Бухарин однажды удачно подметил, что падение самодержавия застало врасплох не только тех, кто падал, но и тех, кто валил[374]. Синяки и шишки, полученные в результате падения, оказались весьма болезненными. В те дни свобода нередко понималась как вседозволенность. Так, известный обществовед, видный представитель эсеровской партии Питирим Сорокин в Автобиографии приводит один из потрясших его эпизодов, произошедших вскоре после отречения царя. «Проходя мимо здания недалеко от Бестужевских курсов, – рассказывает он, – я видел толпу, хохочущую и непристойно жестикулирующую. В подворотне на глазах у зевак совокуплялись мужчина и женщина. “Ха, ха, – смеялись в толпе, – поскольку свобода, всё позволено”»[375]. Как пишут некоторые современные авторы, подобные шокирующие смиренного обывателя эксцессы в революционной повседневности вовсе не выглядели чем-то исключительным[376]. За разрушением прежней морали и полицейских участков последовал естественный рост преступности. Ответом улицы становятся самосуды, зверские расправы – ещё один элемент смутного времени. Интересные замечания на этот счёт содержатся в «Несвоевременных мыслях» Максима Горького, которые тот печатал в своей газете «Новая жизнь». Он писал: «За время революции насчитывается уже до 10 тысяч “самосудов”. Вот как судит демократия своих грешников: около Александровского рынка поймали вора, толпа немедленно избила его и устроила голосование: какой смертью казнить вора: утопить или застрелить? Решили утопить и бросили человека в ледяную воду. Но он кое-как выплыл и вылез на берег, тогда один из толпы подошел к нему и застрелил его…». Или другой эпизод: «Солдаты ведут топить в Мойке до полусмерти избитого вора, он весь облит кровью, его лицо совершенно разбито, один глаз вытек. Его сопровождает толпа детей; потом некоторые из них возвращаются с Мойки и, подпрыгивая на одной ноге, весело кричат: “Потопили, утопили!” Это – наши дети, будущие строители жизни…»[377].

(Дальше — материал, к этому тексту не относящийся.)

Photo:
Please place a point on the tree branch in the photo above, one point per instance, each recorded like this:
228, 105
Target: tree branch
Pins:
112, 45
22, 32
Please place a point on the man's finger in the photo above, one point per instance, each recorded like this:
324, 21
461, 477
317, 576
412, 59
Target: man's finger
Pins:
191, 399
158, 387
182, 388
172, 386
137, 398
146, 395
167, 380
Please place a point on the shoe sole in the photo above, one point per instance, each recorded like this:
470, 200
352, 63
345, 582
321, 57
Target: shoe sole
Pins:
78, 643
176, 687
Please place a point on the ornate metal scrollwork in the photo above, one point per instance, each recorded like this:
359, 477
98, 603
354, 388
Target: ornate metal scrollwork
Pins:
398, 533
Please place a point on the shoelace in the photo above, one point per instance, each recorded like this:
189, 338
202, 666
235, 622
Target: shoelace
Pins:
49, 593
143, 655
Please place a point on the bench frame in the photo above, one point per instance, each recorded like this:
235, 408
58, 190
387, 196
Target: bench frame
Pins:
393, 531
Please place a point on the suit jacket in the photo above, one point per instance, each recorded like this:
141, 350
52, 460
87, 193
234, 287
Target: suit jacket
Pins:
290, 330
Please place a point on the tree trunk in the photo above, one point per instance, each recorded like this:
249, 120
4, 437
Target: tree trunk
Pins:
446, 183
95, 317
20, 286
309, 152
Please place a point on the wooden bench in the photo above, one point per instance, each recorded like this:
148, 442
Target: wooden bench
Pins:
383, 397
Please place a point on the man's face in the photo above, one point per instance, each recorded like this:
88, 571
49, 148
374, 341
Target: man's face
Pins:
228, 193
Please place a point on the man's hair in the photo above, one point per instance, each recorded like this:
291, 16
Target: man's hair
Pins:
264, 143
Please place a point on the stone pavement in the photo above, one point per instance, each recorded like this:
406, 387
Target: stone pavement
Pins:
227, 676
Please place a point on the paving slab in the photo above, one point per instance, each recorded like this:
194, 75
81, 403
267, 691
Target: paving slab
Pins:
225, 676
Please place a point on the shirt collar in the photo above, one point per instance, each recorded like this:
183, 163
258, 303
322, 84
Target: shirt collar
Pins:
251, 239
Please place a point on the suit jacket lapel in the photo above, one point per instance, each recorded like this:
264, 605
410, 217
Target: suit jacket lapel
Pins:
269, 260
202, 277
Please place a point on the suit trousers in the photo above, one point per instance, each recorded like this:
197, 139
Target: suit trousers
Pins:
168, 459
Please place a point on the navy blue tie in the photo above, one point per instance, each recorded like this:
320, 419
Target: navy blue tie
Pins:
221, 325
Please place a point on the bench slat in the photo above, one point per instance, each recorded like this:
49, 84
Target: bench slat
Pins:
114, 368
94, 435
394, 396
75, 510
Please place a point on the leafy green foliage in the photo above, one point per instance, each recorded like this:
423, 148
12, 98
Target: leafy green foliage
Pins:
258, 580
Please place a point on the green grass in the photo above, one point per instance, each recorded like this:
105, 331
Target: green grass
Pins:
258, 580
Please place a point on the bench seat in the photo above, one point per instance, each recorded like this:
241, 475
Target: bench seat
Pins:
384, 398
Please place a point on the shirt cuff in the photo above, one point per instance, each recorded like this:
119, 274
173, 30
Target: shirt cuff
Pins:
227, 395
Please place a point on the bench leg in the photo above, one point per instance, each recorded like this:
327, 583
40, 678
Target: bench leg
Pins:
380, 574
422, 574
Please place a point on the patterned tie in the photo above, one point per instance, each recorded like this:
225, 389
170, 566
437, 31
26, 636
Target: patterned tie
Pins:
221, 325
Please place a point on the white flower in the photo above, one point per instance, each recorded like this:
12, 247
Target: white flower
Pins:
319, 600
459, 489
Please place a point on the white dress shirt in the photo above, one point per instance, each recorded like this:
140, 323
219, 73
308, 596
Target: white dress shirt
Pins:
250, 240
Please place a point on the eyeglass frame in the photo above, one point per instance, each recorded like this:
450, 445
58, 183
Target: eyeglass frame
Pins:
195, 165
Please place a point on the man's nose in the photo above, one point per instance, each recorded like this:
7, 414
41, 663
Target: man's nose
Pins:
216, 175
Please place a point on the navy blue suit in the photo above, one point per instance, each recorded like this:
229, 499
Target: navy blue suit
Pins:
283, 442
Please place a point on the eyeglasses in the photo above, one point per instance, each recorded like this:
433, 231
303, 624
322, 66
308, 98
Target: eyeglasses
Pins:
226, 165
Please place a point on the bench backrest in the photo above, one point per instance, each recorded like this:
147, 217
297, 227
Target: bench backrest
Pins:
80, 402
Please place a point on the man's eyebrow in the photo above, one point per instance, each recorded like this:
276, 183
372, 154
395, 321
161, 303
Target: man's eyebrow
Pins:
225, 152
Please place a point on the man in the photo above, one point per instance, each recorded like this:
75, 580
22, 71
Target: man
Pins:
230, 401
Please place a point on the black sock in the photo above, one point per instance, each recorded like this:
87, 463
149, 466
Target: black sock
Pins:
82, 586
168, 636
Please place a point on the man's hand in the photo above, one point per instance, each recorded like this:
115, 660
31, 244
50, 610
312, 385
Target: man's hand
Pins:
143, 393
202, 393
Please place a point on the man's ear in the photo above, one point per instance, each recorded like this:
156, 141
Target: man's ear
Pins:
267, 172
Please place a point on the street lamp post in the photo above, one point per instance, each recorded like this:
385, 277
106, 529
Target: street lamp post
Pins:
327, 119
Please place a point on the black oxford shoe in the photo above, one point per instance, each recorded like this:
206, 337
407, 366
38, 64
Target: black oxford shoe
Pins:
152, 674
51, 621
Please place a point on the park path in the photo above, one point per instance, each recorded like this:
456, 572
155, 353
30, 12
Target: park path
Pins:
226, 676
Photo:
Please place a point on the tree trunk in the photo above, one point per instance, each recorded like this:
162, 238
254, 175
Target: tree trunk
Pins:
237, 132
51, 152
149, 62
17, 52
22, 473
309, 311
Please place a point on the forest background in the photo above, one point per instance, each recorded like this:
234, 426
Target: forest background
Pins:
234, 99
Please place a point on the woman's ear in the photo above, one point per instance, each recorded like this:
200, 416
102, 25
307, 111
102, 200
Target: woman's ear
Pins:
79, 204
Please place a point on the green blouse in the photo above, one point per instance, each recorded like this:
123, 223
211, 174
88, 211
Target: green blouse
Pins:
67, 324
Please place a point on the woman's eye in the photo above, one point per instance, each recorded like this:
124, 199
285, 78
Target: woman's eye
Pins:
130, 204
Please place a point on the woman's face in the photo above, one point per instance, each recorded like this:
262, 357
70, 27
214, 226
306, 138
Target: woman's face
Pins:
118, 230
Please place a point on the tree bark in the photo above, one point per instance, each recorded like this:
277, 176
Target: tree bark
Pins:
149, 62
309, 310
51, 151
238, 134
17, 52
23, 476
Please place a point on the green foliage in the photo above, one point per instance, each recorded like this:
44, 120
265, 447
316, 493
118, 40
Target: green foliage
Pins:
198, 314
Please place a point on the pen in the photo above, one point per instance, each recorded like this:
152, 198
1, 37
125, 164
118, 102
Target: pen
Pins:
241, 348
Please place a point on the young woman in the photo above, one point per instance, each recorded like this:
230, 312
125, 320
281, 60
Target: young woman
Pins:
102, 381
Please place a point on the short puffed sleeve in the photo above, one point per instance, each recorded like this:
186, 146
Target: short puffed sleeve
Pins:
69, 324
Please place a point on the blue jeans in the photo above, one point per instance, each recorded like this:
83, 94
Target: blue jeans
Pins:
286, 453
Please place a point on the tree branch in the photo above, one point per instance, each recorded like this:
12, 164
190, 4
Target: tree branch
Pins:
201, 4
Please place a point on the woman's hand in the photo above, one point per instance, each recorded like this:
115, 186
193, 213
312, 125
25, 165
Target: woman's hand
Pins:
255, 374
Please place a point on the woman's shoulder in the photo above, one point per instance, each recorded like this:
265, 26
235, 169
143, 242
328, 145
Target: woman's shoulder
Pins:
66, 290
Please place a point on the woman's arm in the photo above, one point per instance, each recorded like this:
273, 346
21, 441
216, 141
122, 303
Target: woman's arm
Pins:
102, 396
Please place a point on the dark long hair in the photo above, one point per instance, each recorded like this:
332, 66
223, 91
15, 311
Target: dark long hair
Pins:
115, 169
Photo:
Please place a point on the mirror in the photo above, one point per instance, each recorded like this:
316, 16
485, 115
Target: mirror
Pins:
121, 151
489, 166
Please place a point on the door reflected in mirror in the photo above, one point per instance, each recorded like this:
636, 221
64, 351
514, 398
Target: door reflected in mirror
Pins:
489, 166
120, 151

В тяжёлом состоянии оказалось народное хозяйство. Если при императорской власти худо-бедно удавалось сохранять экономику на плаву, то новым властям эта задача оказалась не по плечу. Подвергший глубокому анализу ситуацию тех месяцев тольяттинский исследователь М. С. Ельчанинов пришёл к выводу, что при всех составах Временного правительства системный кризис в России развивался с ускорением, а общество погружалось в состояние хаоса несмотря на робкие попытки властей остановить лавинообразный процесс разрушения экономики при помощи безудержного славословия в адрес «абстрактной демократии»[378]. В промышленности сокращение производства по сравнению с уровнем предшествующего года составляло около 40 %. Особенно болезненный удар пришёлся по базовым отраслям производства. Выпуск железа и стали за рекордно короткое время упал с 246,5 млн пудов до 155,5 млн пудов, выплавка чугуна – с 282,9 млн до 190,5 млн, производственная мощность доменных печей в 1917 году использовалась лишь на 54 %. Стремясь сохранить прибыль, владельцы предприятий шли на их закрытие и массовые локауты, что вело к увеличению безработицы[379].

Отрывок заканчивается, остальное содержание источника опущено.